Annual Meeting: April 25, 2015

When it was first announced that Wells Fargo would not be giving bonuses to the named executive officers this year journalists praised the board. It was seen as a sign of accountability in response to widespread consumer fraud charges. That scandal, spurred in part by an incentive-based corporate culture, resulted in a $185 million settlement with the Consumer Financial Protection Bureau, and in the departure of over 5,000 employees, including a few senior executives.

In response to the outcry, the board has taken some steps to limit payouts, particularly for departed CEO John Stumpf.

However, Wells Fargo still has extraordinarily high executive compensation. The actions taken do not go far enough to restore investor trust. President and CEO Timothy Sloan’s pay package grew 17% from last year to $13 million. Sloan did not receive a bonus this year, but the value of his stock award increased from $8 million to $10.5 million.
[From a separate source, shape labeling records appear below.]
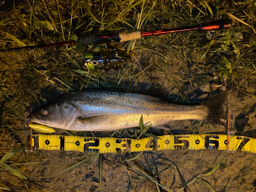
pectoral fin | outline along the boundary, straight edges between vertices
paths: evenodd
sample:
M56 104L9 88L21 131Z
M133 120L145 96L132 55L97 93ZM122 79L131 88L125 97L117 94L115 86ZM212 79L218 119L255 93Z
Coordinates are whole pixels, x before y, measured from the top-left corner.
M87 115L78 117L77 120L81 124L90 124L96 122L105 121L109 119L109 116L106 115Z

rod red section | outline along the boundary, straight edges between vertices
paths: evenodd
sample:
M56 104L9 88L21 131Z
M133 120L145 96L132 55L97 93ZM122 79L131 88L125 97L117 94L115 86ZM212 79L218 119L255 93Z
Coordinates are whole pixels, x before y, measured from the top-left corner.
M141 32L143 37L163 34L173 33L188 31L214 31L228 29L231 25L231 20L221 20L206 23L192 27L185 27L177 29L168 29L158 31L146 31Z
M231 22L230 19L217 20L193 27L185 27L177 29L164 29L158 31L152 31L141 32L142 36L147 36L155 35L161 35L163 34L181 32L188 31L211 31L227 29L230 28ZM94 37L94 44L100 44L111 42L120 41L120 37L118 33L111 34L110 35L102 35ZM6 52L10 51L16 51L22 50L30 50L32 49L48 48L54 47L64 46L68 45L76 45L76 41L70 41L66 42L56 42L46 45L35 45L32 46L26 46L17 48L11 48L0 50L0 52Z

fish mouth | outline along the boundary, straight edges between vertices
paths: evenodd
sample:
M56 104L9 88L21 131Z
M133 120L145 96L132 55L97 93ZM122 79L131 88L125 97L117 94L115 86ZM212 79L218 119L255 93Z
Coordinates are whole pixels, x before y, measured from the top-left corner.
M30 119L30 120L32 122L35 122L38 123L44 124L46 124L48 122L48 120L47 119L44 119L40 118L40 119L38 119L35 116L34 116L32 114L30 114L28 117L28 118Z

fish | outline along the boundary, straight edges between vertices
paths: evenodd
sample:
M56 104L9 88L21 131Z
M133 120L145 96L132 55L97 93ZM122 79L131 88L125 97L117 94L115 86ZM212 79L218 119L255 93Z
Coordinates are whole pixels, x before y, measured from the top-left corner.
M225 126L227 100L223 92L201 103L170 101L155 89L139 92L92 89L57 97L30 114L31 120L52 127L75 131L111 131L144 125L163 127L176 120L195 119ZM159 93L158 97L156 96Z

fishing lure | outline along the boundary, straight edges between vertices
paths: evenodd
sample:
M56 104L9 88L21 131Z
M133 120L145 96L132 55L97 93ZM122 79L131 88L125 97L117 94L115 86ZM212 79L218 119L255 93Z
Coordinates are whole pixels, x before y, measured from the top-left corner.
M31 127L33 130L35 130L39 132L47 133L55 132L55 130L54 130L53 129L41 124L29 124L29 126L30 127Z

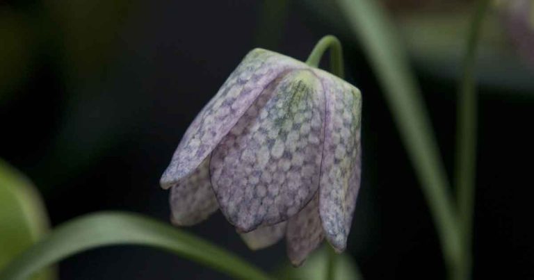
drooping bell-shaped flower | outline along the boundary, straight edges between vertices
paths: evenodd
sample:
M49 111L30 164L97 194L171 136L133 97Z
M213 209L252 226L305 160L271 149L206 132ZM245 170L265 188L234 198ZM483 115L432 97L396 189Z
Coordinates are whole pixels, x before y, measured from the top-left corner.
M252 249L286 237L300 265L324 238L343 251L361 170L359 91L325 71L256 49L198 114L161 184L172 220L218 208Z

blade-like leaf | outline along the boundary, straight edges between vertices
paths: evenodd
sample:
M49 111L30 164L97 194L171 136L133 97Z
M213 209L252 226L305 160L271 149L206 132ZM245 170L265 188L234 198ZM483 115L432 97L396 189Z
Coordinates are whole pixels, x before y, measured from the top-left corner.
M0 270L41 239L49 225L46 210L31 183L0 160ZM53 269L34 279L55 278Z
M236 279L269 279L238 256L185 231L140 215L120 212L89 214L59 227L1 272L0 279L26 279L82 251L118 245L170 251Z

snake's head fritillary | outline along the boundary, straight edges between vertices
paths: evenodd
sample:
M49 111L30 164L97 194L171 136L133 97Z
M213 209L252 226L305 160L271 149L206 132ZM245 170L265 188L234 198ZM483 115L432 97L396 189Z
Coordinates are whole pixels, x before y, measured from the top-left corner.
M198 114L161 184L172 220L218 208L252 249L286 236L298 265L346 245L361 173L359 91L273 51L250 51Z

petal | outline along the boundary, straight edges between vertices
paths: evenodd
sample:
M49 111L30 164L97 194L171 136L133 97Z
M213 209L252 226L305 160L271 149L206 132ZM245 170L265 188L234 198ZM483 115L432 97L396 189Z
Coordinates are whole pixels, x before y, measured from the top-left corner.
M241 238L249 248L257 250L277 242L286 233L286 222L272 226L257 228L252 231L241 233Z
M211 183L243 232L296 214L318 188L324 94L309 70L268 87L213 151Z
M273 80L288 69L303 67L275 52L250 51L186 131L161 187L168 188L195 170Z
M321 170L319 211L327 239L338 252L345 249L359 189L359 90L325 72L325 145Z
M287 255L295 266L304 263L325 237L319 217L319 194L287 222Z
M199 223L218 208L209 181L209 159L170 190L171 221L177 226Z

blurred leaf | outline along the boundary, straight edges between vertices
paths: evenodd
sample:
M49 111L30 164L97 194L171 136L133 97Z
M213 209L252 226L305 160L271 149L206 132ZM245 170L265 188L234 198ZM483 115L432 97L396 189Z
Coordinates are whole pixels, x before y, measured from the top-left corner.
M41 239L48 229L46 209L31 183L0 160L0 270ZM53 279L47 269L35 279Z
M385 94L432 215L447 265L451 270L460 267L461 243L450 185L397 29L378 1L334 3L347 19L348 30L362 44Z
M325 246L314 253L300 267L289 265L280 272L282 280L323 280L328 263L327 248ZM335 279L338 280L363 279L356 262L347 254L338 255L336 259Z
M118 245L169 251L236 279L269 279L241 258L186 231L140 215L120 212L90 214L60 226L0 272L0 279L22 279L83 251Z

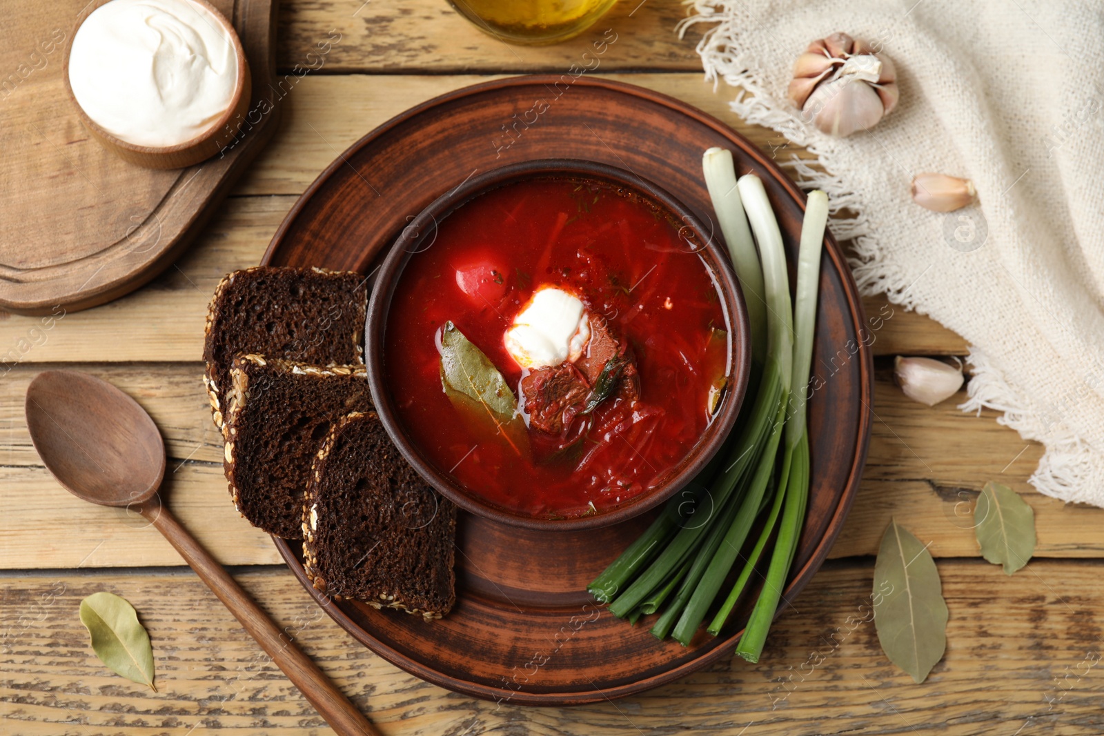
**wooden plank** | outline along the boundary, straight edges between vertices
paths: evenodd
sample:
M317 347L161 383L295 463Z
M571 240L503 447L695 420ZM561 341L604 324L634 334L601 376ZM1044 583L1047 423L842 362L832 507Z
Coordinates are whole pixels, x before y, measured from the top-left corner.
M339 153L380 124L427 99L498 76L305 76L280 100L280 129L236 192L299 194ZM779 162L809 158L773 130L737 118L729 110L732 89L722 84L714 92L700 73L603 76L689 103L732 126ZM333 105L336 99L340 106Z
M879 648L872 564L830 563L775 623L758 664L722 660L645 695L574 708L448 693L358 646L286 570L237 578L396 736L1100 733L1093 621L1104 606L1101 563L1037 561L1010 578L977 561L938 567L951 609L947 653L923 685ZM332 733L190 572L19 575L0 578L0 589L6 733ZM153 644L157 693L112 674L92 653L77 605L98 590L138 609ZM519 653L519 665L528 655Z
M554 72L572 64L601 70L701 70L696 30L680 40L686 15L677 2L619 2L575 39L551 46L510 45L477 30L445 0L405 0L400 6L364 0L280 3L278 66L333 73ZM595 56L592 44L607 42ZM322 45L319 46L318 44ZM602 46L599 46L601 49ZM320 53L320 51L327 53ZM794 53L800 52L795 49ZM591 56L583 57L584 53Z
M145 522L83 503L41 467L23 420L23 394L40 366L19 366L0 394L0 567L178 565ZM222 447L200 383L201 364L74 364L135 396L166 437L170 508L225 564L278 563L268 537L233 510ZM1065 505L1031 490L1039 446L994 422L962 414L955 398L930 408L909 401L878 372L875 420L859 495L832 557L873 555L891 516L938 557L973 557L970 504L988 480L1007 483L1036 512L1040 557L1104 556L1104 510ZM140 523L139 523L140 522ZM138 527L138 529L136 529Z
M284 124L246 174L242 194L298 195L335 157L375 125L448 89L479 77L305 77L287 98ZM698 75L624 75L736 124L761 147L778 146L774 134L745 126L724 109L722 94ZM341 99L342 105L331 104ZM782 149L779 149L781 151ZM779 152L779 154L784 154ZM148 287L104 307L41 318L0 312L0 361L191 361L202 351L206 303L226 271L256 264L294 196L229 200L192 249ZM868 312L890 314L884 300ZM874 350L892 353L960 354L960 338L932 320L900 308L877 333ZM50 329L43 329L46 324ZM121 331L121 332L120 332ZM120 340L120 334L125 339ZM2 366L0 366L2 367Z

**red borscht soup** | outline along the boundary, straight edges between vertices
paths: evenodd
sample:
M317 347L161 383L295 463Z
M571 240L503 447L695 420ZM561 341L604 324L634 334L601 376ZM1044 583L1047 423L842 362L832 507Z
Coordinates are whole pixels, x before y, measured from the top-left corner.
M502 185L440 220L384 334L385 383L422 456L533 518L601 513L661 484L732 367L722 296L679 225L636 193L569 178Z

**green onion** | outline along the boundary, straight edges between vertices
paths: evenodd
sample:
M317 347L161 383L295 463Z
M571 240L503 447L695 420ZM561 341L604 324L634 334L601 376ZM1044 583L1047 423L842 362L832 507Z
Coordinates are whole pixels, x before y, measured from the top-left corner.
M736 188L736 170L732 163L732 151L711 148L701 157L701 168L705 174L709 199L713 202L716 222L729 245L729 255L735 267L740 289L747 305L747 318L752 330L752 356L763 365L766 358L766 301L763 298L763 270L760 268L758 253L752 242L752 233L744 216L744 205Z
M828 201L822 192L809 194L792 305L782 233L763 182L751 174L737 182L732 154L721 149L705 151L702 169L747 302L753 352L749 393L755 398L741 413L733 438L696 479L708 484L708 495L704 488L683 490L588 590L633 623L662 608L651 633L660 639L670 633L689 644L765 512L736 583L707 629L720 632L774 536L766 579L737 649L757 661L808 503L806 403ZM709 519L692 525L707 499L712 502Z
M675 589L675 586L679 584L679 580L682 579L682 576L686 575L689 569L690 561L688 559L682 563L682 567L680 567L675 575L671 575L671 579L665 583L661 588L648 596L648 598L640 604L640 611L650 616L659 610L659 607L664 605L665 600L667 600L667 596L671 595L671 590Z
M786 420L786 405L789 399L789 385L793 380L794 361L794 311L789 302L789 274L786 270L786 252L782 244L782 233L778 230L778 221L771 209L766 190L763 182L754 174L742 177L739 182L740 194L743 198L744 207L747 212L747 220L751 222L752 231L760 245L760 255L763 258L763 279L766 289L767 300L767 370L764 372L763 382L760 384L760 395L764 390L774 392L773 382L778 383L778 399L775 405L774 423L769 427L769 437L766 449L756 463L755 473L751 479L747 492L741 500L739 512L729 525L724 535L723 544L713 555L709 567L705 569L698 588L694 590L687 604L682 617L675 626L672 636L683 646L688 646L693 638L698 626L705 618L705 612L716 597L718 590L724 584L724 578L732 564L740 554L751 531L760 505L763 502L763 494L766 491L771 473L774 470L778 445L782 440L784 424ZM775 371L771 369L776 366ZM779 487L785 487L784 466L783 480Z
M809 497L809 436L805 420L808 401L809 369L813 364L813 339L816 334L817 284L820 278L820 250L828 223L828 196L817 190L809 193L802 223L802 246L797 264L797 342L794 346L794 416L786 433L786 457L790 466L786 484L785 510L774 543L771 565L763 589L755 600L744 636L740 638L736 653L749 662L758 662L766 642L766 634L778 610L782 588L797 554L797 542L805 523ZM726 617L728 610L721 609ZM718 616L721 616L718 614ZM714 619L714 623L715 623ZM712 627L711 627L712 628ZM718 627L719 628L719 627Z

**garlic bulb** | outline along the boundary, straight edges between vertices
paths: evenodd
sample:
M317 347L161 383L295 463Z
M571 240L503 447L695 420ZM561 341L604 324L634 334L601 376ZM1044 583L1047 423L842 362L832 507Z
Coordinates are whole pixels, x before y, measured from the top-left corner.
M960 367L931 358L901 358L893 361L893 377L904 395L914 402L935 406L962 388Z
M954 212L977 198L969 179L944 173L919 173L912 180L912 199L933 212Z
M797 57L789 99L821 132L850 136L896 106L896 70L864 42L832 33Z

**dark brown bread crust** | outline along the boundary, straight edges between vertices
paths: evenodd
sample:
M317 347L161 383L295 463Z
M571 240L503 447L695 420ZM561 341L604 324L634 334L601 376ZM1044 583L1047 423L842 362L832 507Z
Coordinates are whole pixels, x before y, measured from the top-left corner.
M254 526L298 540L311 460L331 425L372 409L368 374L241 355L230 375L223 469L234 505Z
M374 412L330 429L302 506L305 568L335 598L440 618L456 600L456 506L391 442Z
M222 427L230 370L244 353L315 365L363 363L368 288L360 274L256 266L227 274L208 309L204 384Z

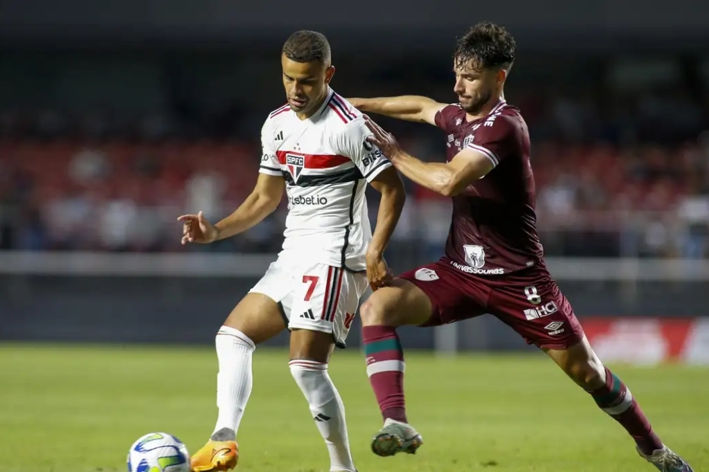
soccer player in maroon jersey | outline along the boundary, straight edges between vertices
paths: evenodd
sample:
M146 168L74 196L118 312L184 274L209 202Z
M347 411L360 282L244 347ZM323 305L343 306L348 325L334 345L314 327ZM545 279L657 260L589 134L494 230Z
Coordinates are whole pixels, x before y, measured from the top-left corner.
M537 236L530 138L503 89L515 59L503 28L479 23L454 55L459 102L423 96L350 99L360 111L441 128L446 163L423 162L374 122L370 140L419 185L453 201L440 260L406 272L362 306L367 374L384 419L372 448L413 453L423 444L404 406L404 357L396 327L437 326L491 313L543 349L627 431L640 455L664 472L689 465L660 441L625 385L603 366L545 264Z

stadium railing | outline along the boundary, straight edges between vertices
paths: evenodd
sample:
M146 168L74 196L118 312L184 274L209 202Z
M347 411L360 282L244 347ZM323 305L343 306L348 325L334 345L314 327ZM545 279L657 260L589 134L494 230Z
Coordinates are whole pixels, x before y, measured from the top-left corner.
M67 291L80 295L86 290L82 286L86 281L101 280L104 285L111 285L110 281L115 280L113 292L119 292L120 297L125 290L121 284L125 281L146 278L147 286L140 296L145 300L156 298L147 288L151 283L158 286L155 279L177 283L186 278L193 279L179 285L184 291L197 279L214 286L209 297L227 291L229 298L223 302L226 307L240 297L242 291L245 293L274 259L275 254L5 251L0 252L0 280L9 284L8 281L18 279L30 285L38 283L36 293L48 298L63 297ZM604 359L709 363L709 261L549 257L547 263ZM72 280L84 281L72 283ZM8 290L6 287L6 298ZM2 295L0 293L0 299ZM112 300L118 298L115 293L109 295ZM159 300L151 303L157 303L151 309L162 309ZM222 309L217 308L216 311ZM216 313L215 322L222 315L221 311ZM429 345L447 354L515 348L510 341L514 333L494 318L483 318L488 319L436 328ZM351 335L358 335L358 329ZM352 344L358 343L353 339Z

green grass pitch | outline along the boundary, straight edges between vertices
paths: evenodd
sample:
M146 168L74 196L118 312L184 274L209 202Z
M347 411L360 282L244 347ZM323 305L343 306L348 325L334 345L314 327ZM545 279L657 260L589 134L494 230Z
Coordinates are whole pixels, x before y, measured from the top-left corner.
M335 352L360 472L632 472L654 470L632 441L543 355L436 358L410 352L410 420L425 444L380 458L381 420L356 349ZM709 472L709 369L615 366L654 429L696 472ZM329 462L287 354L258 349L239 434L241 472L326 471ZM216 358L208 348L0 344L0 471L125 471L152 431L190 451L212 432Z

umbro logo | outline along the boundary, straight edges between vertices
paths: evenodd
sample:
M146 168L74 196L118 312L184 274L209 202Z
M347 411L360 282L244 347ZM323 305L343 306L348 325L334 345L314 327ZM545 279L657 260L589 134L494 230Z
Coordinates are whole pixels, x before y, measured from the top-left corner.
M315 315L313 314L313 310L308 309L308 311L300 315L299 318L306 318L306 320L315 320Z

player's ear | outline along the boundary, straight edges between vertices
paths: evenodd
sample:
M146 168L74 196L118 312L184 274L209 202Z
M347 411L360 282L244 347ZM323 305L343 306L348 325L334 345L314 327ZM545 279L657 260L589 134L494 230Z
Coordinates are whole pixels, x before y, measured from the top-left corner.
M497 71L496 79L498 85L501 85L502 84L504 84L505 81L507 79L507 71L505 69L500 67L500 69L498 69Z
M335 75L335 66L330 66L325 70L325 83L329 84Z

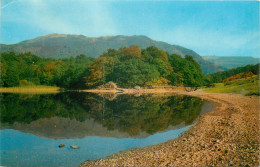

The increase is more than double the $1 million non-equity incentive compensation award he received last year.

It is true that if the company fails to meet performance criteria those performance shares may be worth less than estimated, but they may also be worth more. The footnotes on the summary compensation table note that at the 150% of target award Sloan would receive 327,444 performance shares with a current value of $15,750,056.

In addition, Sloan has a hefty salary. In March of 2016, when he was promoted to president, Sloan’s salary was increased from $2 million to $2.4 million. As we noted in our analysis then, this was not only extremely high for a president of a company but was higher than that of the vast majority of CEOs of similarly sized companies.

Compensation is only one issue shareholders will vote on at the upcoming annual meeting.  The Sisters of St. Francis of Philadelphia and sixteen co-filers have filed a proposal urging the company to report on the root causes of the fraudulent activity and steps taken to improve risk management and control process. Other proposal topics include a call for a report on lobbying; a proposal on gender equity; one on breaking up the bank; and, finally, one calling for adoption of an Indigenous People’s Rights Policy spurred by Wells’ funding of the Dakota Access Pipeline.

For many years to come, Wells Fargo will be held up as an example of impacts of poorly designed incentive plans and the very real impacts of reputational damage. The full extent of the damage is unknown, but it is likely that the Wells Fargo annual shareholder meeting will likely be one of the most interesting of 2017.